There were several strengths of our study. The cohort was selected from routine care, which is far more representative than a highly selective clinical trial population. Using patients in LDA states rather than remission enables access to a broader range of patients and is more in keeping with routine clinical care. Further, this was a deeply phenotyped cohort with extensive clinical and laboratory data at multiple timepoints across the study period.

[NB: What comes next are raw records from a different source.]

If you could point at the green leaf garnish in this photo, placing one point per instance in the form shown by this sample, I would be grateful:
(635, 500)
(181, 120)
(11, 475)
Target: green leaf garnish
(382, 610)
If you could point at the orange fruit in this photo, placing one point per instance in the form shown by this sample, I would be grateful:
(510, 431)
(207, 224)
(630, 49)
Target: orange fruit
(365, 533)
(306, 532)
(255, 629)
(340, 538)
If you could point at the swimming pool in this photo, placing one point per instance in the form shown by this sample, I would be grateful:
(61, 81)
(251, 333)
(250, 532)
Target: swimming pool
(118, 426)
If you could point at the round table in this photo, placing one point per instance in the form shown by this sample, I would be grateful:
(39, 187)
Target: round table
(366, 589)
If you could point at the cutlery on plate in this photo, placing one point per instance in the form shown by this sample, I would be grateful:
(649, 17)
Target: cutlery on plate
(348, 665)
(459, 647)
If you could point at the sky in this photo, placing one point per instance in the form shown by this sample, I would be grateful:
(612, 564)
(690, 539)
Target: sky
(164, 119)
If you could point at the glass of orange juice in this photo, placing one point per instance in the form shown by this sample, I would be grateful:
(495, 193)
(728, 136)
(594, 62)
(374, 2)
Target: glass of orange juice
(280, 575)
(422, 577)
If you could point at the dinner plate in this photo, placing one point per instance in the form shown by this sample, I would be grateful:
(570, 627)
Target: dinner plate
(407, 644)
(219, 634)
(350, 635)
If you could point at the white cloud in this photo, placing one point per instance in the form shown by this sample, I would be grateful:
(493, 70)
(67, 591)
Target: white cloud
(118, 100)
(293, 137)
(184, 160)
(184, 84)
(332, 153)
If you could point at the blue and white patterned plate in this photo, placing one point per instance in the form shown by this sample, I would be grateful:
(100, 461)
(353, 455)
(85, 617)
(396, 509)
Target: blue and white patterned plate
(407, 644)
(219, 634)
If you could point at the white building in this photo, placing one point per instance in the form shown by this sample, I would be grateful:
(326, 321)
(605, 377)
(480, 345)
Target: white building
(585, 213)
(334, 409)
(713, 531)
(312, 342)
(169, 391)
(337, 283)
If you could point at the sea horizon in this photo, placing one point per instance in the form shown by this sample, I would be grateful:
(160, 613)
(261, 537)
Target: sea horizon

There are potential limitations to our study. We must acknowledge the limitation of the REMIRA study sample size, and the limited number of predictors identified could reflect a type 2 error. We also acknowledge issues with missing data, particularly with incomplete available US reports. However, the pattern of missing data met the assumptions of missing at random and we were able to successfully construct an imputation model to address this. We only registered flares during a visit to a rheumatologist and the actual flare rate might be higher. Potential flares between visits could have been detected by a flare questionnaire36 or alternative tools that permit remote monitoring. However, we would have missed only short-lived flares (< 3 mos), and those are of less clinical importance because they are less likely to lead to worse clinical outcomes (e.g., no radiographic progression)23. REMIRA was an observational study and any modifications in medications were carried out according to the physicians’ and patients’ choices. Because treatment was not protocolized, this may have affected the rate of flares. A single failure model was used to identify predictors of flare, and thus changes in therapy after a flare event should not influence the analysis. It is, however, possible that treatment modifications, for example, glucocorticoids during a flare, may improve disease outcome at 12 months.
We have demonstrated that flares are common in RA patients with LDA states and are strongly associated with poor clinical outcomes. Therefore, preventing flares is clinically relevant yet relatively challenging. HAQ-DI, a measure of functional activity, was an important predictor of flare. However, flares are complex events and not simply a reflection of inflammatory disease activity. It is possible that 2 distinct subtypes of flare might exist: an “inflammatory” flare predominately driven by an increase in SJC and ESR, and a “noninflammatory” flare with a disproportionately elevated TJC and a high PtGA score. Differentiating these 2 flare types may identify potential predictors. Further research is needed to determine whether distinct flares exist and to categorize the potential predictors of each.
Acknowledgment
We acknowledge the Crescendo Bioscience team, in particular Eric Sasso and Nadine Defranoux, for processing the REMIRA blood samples and assisting in the completion of this manuscript. We also acknowledge Dr. Stephen Kelly for his advice on setting up the US protocols.
Footnotes
This report represents independent research by Katie Bechman, partly funded by the UK National Institute for Health Research (NIHR) Biomedical Research Centre at Guy’s and St Thomas’ NHS Foundation Trust and King’s College London. Margaret Ma’s work was funded by the NIHR (DRF-2009-02-86 to M.H.Y. Ma).
- Accepted for publication April 27, 2018.